Striking up a conversation with a cab driver usually is no big thing - unless you've been a tourist in Egypt during the last 40 years. Speaking with tourists has been strictly verboten. Police would stop any exchange observed. If anyone was found to have said anything against the authorities, stark punishment would follow. Conversation consisted of guarded generalities.
Go to Egypt now, and people can't wait to tell you about the Mubarak years of oppression and what expectations for the constitution and elections might be. Granted, Egypt has always had a lot to offer - 5500 years of (discovered) history is definitely a draw. Couple this with history-in-the-making, and it's a whole different trip. Go now, and you risk being able to have conversations with real Egyptians.

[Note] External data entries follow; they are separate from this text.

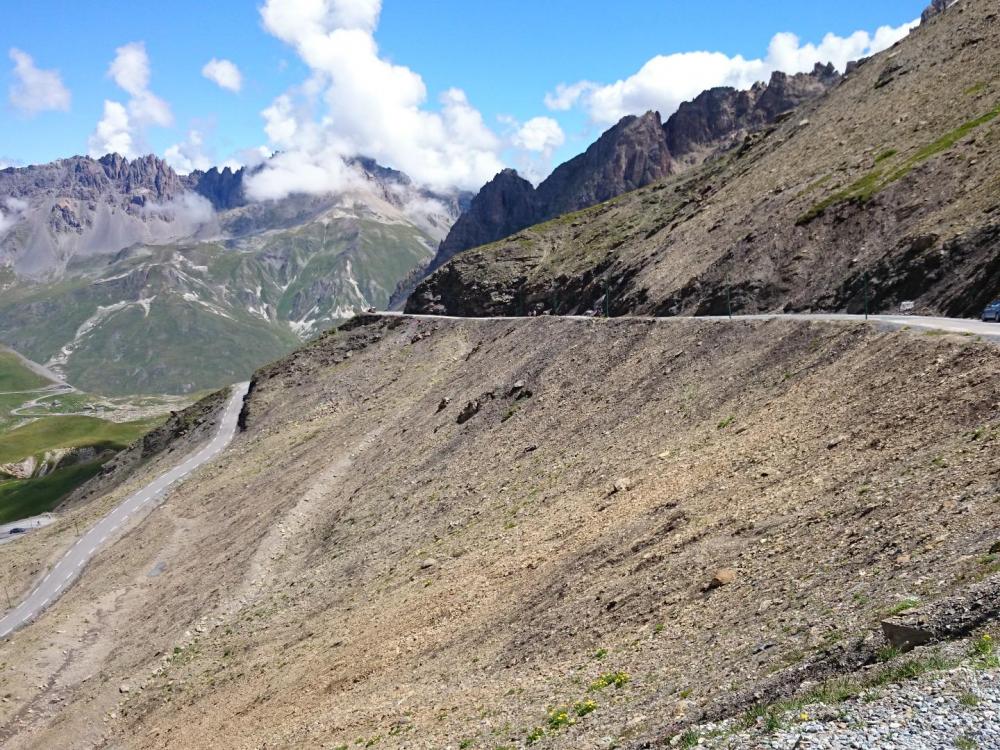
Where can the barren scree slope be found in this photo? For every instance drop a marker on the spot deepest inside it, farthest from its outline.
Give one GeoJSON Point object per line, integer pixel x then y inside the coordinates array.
{"type": "Point", "coordinates": [894, 173]}
{"type": "Point", "coordinates": [432, 532]}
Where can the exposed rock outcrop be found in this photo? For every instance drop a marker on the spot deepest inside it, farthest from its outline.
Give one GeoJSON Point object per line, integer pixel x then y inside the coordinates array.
{"type": "Point", "coordinates": [634, 153]}
{"type": "Point", "coordinates": [936, 8]}
{"type": "Point", "coordinates": [721, 117]}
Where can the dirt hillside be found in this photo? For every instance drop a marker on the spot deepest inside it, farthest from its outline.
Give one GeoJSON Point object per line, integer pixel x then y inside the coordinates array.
{"type": "Point", "coordinates": [433, 534]}
{"type": "Point", "coordinates": [894, 174]}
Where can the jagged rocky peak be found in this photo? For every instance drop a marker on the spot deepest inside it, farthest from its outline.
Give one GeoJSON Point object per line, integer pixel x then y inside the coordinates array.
{"type": "Point", "coordinates": [721, 116]}
{"type": "Point", "coordinates": [146, 174]}
{"type": "Point", "coordinates": [630, 155]}
{"type": "Point", "coordinates": [84, 178]}
{"type": "Point", "coordinates": [504, 205]}
{"type": "Point", "coordinates": [936, 8]}
{"type": "Point", "coordinates": [222, 188]}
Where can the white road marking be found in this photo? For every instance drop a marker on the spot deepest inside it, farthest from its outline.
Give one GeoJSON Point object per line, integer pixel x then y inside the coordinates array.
{"type": "Point", "coordinates": [26, 610]}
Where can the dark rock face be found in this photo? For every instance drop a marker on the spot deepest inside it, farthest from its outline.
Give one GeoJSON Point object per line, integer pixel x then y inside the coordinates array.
{"type": "Point", "coordinates": [506, 204]}
{"type": "Point", "coordinates": [630, 155]}
{"type": "Point", "coordinates": [720, 117]}
{"type": "Point", "coordinates": [634, 153]}
{"type": "Point", "coordinates": [936, 8]}
{"type": "Point", "coordinates": [224, 190]}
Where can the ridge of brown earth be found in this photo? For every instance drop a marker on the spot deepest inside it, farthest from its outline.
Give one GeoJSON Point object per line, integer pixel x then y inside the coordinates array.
{"type": "Point", "coordinates": [894, 175]}
{"type": "Point", "coordinates": [436, 532]}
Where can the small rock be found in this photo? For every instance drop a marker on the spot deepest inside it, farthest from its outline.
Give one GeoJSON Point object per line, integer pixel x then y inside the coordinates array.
{"type": "Point", "coordinates": [905, 637]}
{"type": "Point", "coordinates": [622, 484]}
{"type": "Point", "coordinates": [722, 577]}
{"type": "Point", "coordinates": [471, 409]}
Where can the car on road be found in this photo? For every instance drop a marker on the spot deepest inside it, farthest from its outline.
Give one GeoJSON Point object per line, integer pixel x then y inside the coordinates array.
{"type": "Point", "coordinates": [992, 312]}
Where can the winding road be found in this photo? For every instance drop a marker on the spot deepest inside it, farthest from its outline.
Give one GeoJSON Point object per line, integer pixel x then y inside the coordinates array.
{"type": "Point", "coordinates": [961, 326]}
{"type": "Point", "coordinates": [68, 569]}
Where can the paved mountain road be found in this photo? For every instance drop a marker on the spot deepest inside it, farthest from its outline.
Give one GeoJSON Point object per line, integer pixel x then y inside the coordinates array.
{"type": "Point", "coordinates": [964, 326]}
{"type": "Point", "coordinates": [69, 567]}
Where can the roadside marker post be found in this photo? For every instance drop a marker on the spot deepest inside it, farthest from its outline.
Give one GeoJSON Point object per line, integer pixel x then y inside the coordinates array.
{"type": "Point", "coordinates": [866, 295]}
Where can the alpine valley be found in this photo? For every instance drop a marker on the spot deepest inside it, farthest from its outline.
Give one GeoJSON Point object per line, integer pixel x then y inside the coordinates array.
{"type": "Point", "coordinates": [125, 277]}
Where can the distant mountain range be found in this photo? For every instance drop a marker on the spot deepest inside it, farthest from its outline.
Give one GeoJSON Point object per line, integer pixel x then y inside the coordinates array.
{"type": "Point", "coordinates": [634, 153]}
{"type": "Point", "coordinates": [125, 277]}
{"type": "Point", "coordinates": [884, 189]}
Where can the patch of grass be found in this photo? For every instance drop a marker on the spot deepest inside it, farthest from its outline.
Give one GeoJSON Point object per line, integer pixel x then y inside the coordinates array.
{"type": "Point", "coordinates": [726, 422]}
{"type": "Point", "coordinates": [30, 497]}
{"type": "Point", "coordinates": [888, 653]}
{"type": "Point", "coordinates": [617, 679]}
{"type": "Point", "coordinates": [689, 739]}
{"type": "Point", "coordinates": [14, 376]}
{"type": "Point", "coordinates": [984, 651]}
{"type": "Point", "coordinates": [866, 187]}
{"type": "Point", "coordinates": [68, 432]}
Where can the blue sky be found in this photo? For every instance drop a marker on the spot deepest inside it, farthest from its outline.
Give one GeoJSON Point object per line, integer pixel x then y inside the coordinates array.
{"type": "Point", "coordinates": [505, 57]}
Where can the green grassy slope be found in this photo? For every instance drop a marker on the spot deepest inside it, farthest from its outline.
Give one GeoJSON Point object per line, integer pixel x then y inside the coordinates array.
{"type": "Point", "coordinates": [26, 498]}
{"type": "Point", "coordinates": [14, 376]}
{"type": "Point", "coordinates": [35, 438]}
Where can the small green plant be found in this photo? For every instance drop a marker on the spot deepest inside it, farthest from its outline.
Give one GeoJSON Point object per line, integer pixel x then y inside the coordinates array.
{"type": "Point", "coordinates": [559, 718]}
{"type": "Point", "coordinates": [983, 650]}
{"type": "Point", "coordinates": [888, 653]}
{"type": "Point", "coordinates": [900, 607]}
{"type": "Point", "coordinates": [618, 679]}
{"type": "Point", "coordinates": [535, 735]}
{"type": "Point", "coordinates": [689, 739]}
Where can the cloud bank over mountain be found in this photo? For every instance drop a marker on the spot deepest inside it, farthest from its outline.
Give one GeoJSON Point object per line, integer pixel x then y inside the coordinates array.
{"type": "Point", "coordinates": [666, 81]}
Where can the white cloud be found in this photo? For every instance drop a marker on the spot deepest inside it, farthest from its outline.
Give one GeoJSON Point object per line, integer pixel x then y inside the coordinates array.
{"type": "Point", "coordinates": [130, 68]}
{"type": "Point", "coordinates": [35, 90]}
{"type": "Point", "coordinates": [223, 73]}
{"type": "Point", "coordinates": [11, 213]}
{"type": "Point", "coordinates": [667, 80]}
{"type": "Point", "coordinates": [540, 134]}
{"type": "Point", "coordinates": [121, 128]}
{"type": "Point", "coordinates": [188, 156]}
{"type": "Point", "coordinates": [113, 134]}
{"type": "Point", "coordinates": [358, 103]}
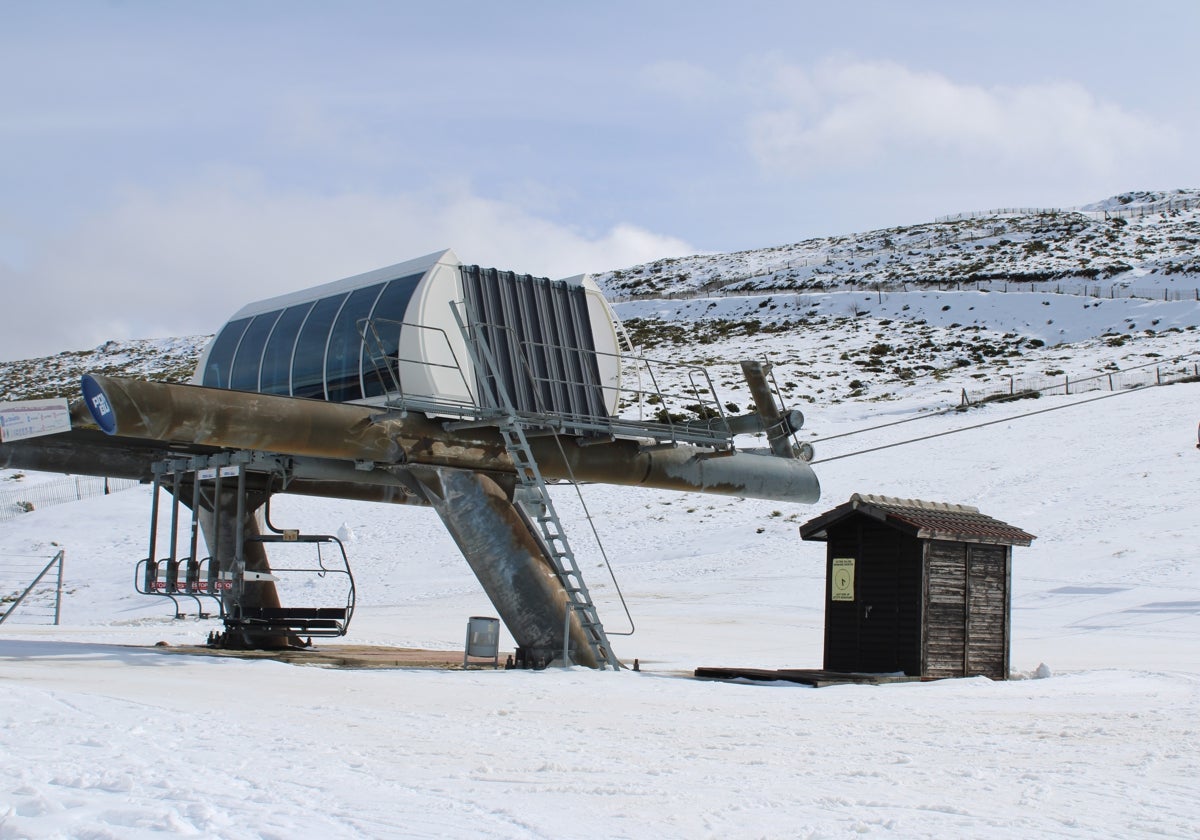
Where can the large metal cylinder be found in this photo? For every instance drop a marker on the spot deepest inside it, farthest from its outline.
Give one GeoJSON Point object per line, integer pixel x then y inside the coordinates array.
{"type": "Point", "coordinates": [309, 427]}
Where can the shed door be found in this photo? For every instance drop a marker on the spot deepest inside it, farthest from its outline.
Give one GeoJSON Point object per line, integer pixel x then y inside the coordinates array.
{"type": "Point", "coordinates": [988, 611]}
{"type": "Point", "coordinates": [945, 643]}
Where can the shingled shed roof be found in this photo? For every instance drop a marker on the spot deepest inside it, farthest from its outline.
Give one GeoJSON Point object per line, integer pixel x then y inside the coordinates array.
{"type": "Point", "coordinates": [923, 520]}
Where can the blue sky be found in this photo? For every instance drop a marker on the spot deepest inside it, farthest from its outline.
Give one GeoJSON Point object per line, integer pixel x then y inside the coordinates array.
{"type": "Point", "coordinates": [167, 162]}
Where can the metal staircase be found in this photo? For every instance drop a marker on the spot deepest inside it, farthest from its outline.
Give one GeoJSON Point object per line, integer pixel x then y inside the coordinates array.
{"type": "Point", "coordinates": [533, 499]}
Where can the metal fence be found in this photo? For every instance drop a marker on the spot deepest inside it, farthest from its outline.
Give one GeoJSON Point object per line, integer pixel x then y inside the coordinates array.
{"type": "Point", "coordinates": [22, 499]}
{"type": "Point", "coordinates": [31, 588]}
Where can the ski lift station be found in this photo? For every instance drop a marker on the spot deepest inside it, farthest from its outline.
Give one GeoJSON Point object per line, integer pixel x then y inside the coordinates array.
{"type": "Point", "coordinates": [431, 383]}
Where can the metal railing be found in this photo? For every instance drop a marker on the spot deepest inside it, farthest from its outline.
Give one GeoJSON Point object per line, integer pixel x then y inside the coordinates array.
{"type": "Point", "coordinates": [23, 581]}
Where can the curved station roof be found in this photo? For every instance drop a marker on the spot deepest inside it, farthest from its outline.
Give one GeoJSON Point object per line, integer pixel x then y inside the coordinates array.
{"type": "Point", "coordinates": [551, 346]}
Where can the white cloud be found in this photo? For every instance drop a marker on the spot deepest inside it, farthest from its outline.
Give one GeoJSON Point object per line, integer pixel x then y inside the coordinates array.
{"type": "Point", "coordinates": [851, 115]}
{"type": "Point", "coordinates": [181, 262]}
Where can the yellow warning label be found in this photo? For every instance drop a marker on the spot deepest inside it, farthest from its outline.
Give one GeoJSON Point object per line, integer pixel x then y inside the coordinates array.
{"type": "Point", "coordinates": [843, 579]}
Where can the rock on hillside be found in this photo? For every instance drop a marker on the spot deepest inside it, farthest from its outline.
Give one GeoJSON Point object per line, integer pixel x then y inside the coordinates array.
{"type": "Point", "coordinates": [162, 360]}
{"type": "Point", "coordinates": [1133, 240]}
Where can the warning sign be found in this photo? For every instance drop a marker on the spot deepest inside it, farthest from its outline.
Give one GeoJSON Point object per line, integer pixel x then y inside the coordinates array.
{"type": "Point", "coordinates": [841, 579]}
{"type": "Point", "coordinates": [33, 418]}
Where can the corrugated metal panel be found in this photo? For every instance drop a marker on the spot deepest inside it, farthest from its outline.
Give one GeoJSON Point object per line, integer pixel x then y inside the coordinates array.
{"type": "Point", "coordinates": [540, 336]}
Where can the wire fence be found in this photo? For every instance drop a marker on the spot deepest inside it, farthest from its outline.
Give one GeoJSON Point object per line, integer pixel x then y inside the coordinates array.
{"type": "Point", "coordinates": [1153, 373]}
{"type": "Point", "coordinates": [30, 588]}
{"type": "Point", "coordinates": [23, 499]}
{"type": "Point", "coordinates": [1134, 211]}
{"type": "Point", "coordinates": [742, 288]}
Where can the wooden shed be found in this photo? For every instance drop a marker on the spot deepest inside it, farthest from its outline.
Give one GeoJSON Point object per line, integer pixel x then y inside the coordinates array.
{"type": "Point", "coordinates": [916, 587]}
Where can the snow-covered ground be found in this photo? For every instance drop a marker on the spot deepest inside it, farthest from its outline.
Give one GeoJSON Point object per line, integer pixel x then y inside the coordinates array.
{"type": "Point", "coordinates": [107, 737]}
{"type": "Point", "coordinates": [1098, 735]}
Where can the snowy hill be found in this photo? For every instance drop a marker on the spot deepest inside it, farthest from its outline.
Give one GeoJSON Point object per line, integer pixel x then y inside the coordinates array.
{"type": "Point", "coordinates": [1144, 241]}
{"type": "Point", "coordinates": [107, 736]}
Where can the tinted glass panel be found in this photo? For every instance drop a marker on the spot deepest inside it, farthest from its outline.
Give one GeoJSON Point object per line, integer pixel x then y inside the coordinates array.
{"type": "Point", "coordinates": [277, 357]}
{"type": "Point", "coordinates": [309, 366]}
{"type": "Point", "coordinates": [385, 336]}
{"type": "Point", "coordinates": [216, 369]}
{"type": "Point", "coordinates": [346, 347]}
{"type": "Point", "coordinates": [250, 353]}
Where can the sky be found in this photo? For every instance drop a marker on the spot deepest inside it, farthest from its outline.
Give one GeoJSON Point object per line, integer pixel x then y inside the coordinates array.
{"type": "Point", "coordinates": [166, 163]}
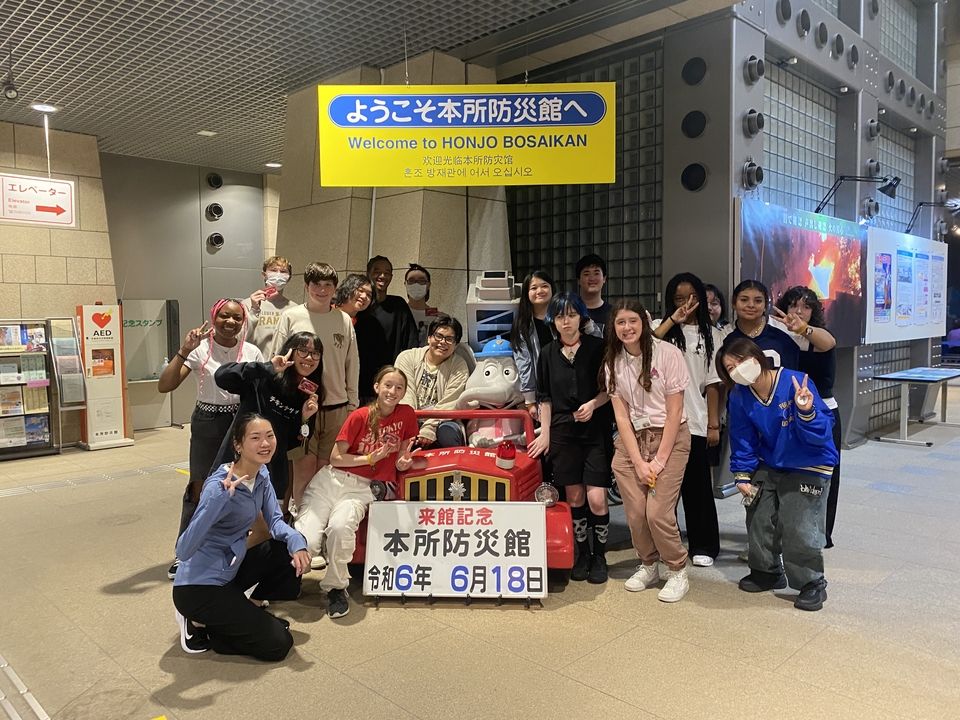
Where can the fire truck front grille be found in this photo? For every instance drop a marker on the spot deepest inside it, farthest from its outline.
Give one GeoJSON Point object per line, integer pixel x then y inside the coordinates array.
{"type": "Point", "coordinates": [476, 488]}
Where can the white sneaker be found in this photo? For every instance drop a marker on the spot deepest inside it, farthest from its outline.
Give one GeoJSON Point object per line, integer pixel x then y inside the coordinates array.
{"type": "Point", "coordinates": [644, 577]}
{"type": "Point", "coordinates": [677, 586]}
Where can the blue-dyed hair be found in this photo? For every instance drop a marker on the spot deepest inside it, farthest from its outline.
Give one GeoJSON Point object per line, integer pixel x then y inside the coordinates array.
{"type": "Point", "coordinates": [563, 302]}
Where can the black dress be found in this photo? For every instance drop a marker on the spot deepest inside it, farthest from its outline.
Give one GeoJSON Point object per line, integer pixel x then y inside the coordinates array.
{"type": "Point", "coordinates": [580, 452]}
{"type": "Point", "coordinates": [399, 328]}
{"type": "Point", "coordinates": [261, 391]}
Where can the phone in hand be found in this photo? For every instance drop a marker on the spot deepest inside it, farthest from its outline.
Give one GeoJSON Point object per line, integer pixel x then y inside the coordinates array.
{"type": "Point", "coordinates": [307, 386]}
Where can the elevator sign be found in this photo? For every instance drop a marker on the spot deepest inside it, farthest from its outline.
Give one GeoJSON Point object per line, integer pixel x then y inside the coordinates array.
{"type": "Point", "coordinates": [36, 200]}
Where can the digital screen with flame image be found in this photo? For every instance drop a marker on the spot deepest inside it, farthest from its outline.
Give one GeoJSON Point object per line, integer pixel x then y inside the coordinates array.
{"type": "Point", "coordinates": [783, 248]}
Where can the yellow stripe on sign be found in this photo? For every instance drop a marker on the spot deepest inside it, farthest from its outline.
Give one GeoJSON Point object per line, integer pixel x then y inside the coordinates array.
{"type": "Point", "coordinates": [456, 135]}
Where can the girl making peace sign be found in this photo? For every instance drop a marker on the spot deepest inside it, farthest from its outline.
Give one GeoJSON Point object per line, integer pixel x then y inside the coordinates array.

A guide on a mid-March Nile cruise says it's more than worth the downturn in business to be free to say what horrible people Mubarak and his wife are. He goes on and on about how much they have stolen from the people and the state and kept the country poor. Before the Jan. 25 revolution, he was not allowed to say anything about politics or religion on tours. He was obliged to portray Mubarak as his country's great protector.
His tour group chides him when there's a group decision to be made, insisting that democratic votes be taken--no more being told what to do!
Post revolution prices are another reason to go. The online travel newsletter that proposed a week-long Nile cruise in mid March touted 50% off. Such boasts should always be taken with a grain of salt, but after talking with other passengers, it appears that indeed this trip is at least 35% less than usual and sometimes actually 50%. That is, I paid $880 (635 Euros) that included round trip air fare from Paris, transfers, eight days on the boat, a 115-euro supplement for a single room, three meals a day and daily excursions. Base price was 500 Euros.
But going now yields not only price advantages. With only 20 of 300 cruise boats operating as of mid March, those who go enjoy more open vistas and less diesel fumes. You don't wait in long lines to enter temples. Of course, there are fewer boat arrivals to approach, so expect aggressive vendors. However, this is pretty much the norm, any time.
Pre-revolution, souk merchants were not allowed to approach tourist boats while waiting to go through the Esma locks. Now a frenzy of salesmen appear barking their wares, even throwing tablecloths or towels onto the deck if someone expresses interest in buying. Intense bargaining ensues, intensifying as the boat starts to pull away. They are now free to do this and determined to take advantage of whatever opportunities arise.
Another guide on our boat says that his job has not changed because of the revolution, other than there are so few tourists. The future with his particular company is uncertain though, as the owner is imprisoned, charged with bribery as are a number of those suspected of profiting from corruption.
Guide Sultan says it took two years to recover after the 1997 Luxor attack where tourists were killed. Before that, the U.S.'s 2003 Iraq invasion caused tourism to plummet. He thinks recovery this time shouldn't take so long, although it's an open question, since the many other revolutions breaking out in northern Africa and the Middle East may complicate recovery.
Brutal protests dominating TV screens two months ago are a far cry from the placid, sunny Nile documenting 5500 years of history along the way. For courageous and resilient Egyptians, this latest turn of events is just another drop in the river of history. The government cannot do much to promote its tourism industry. There are so many other priorities in writing a new constitution and getting a new government operative. However helpless those witnessing their struggle feel, we can at least vote with our travel budgets.